Konoha General Hospital hadn't provided any experimental prostheses recently, but what she did hear was that the girl had been spending an unusual amount of her time with Suna's Ambassador.

She spun her seat back towards her desk and frowned at the new stack of papers Shizune set in her line of vision. And speaking of hospitals, Shibi's boy had been an enigma. Not only was his entrance exam one of the highest scoring for newly instated medics, but he was proving very quickly that he was one of the most efficient, competent employees Tsunade had seen in a very long time. No-nonsense, keen, and despite his frankly unfortunate bedside manner, he worked with an experienced hand and worked the floor like it was his second nature.
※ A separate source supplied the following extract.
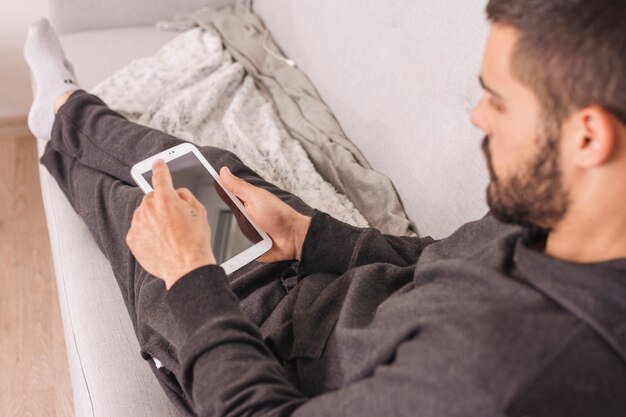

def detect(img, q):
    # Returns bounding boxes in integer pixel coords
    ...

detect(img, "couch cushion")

'Experience he shouldn't have if he'd been in prison for a year and a half.'

But then again, he had all those little scars that startled the other medics when they'd completed his physical as part of that T&I screening. Criss-crossing each other in a plethora of lengths and depths, they were everywhere as far as his medical report was concerned. Perhaps he'd gotten practice taking care of those whether they'd been acquired from his time rotating cells or self-inflicted.

Besides his genius, though, came this unexpected penchant for disregarding authority. The first few times it amused her to hear some things he'd done that earned a warning rather than a demerit, like blatantly ignoring the attending head medic's orders or taking up his own duties when none were assigned. He never spoke out of turn or insulted another coworker, but damn was he racking up warning slips in his file. This sort of insubordination, especially for some green-nosed chuunin, would have called for several demerits and a potential firing had he not been so damn good at his job.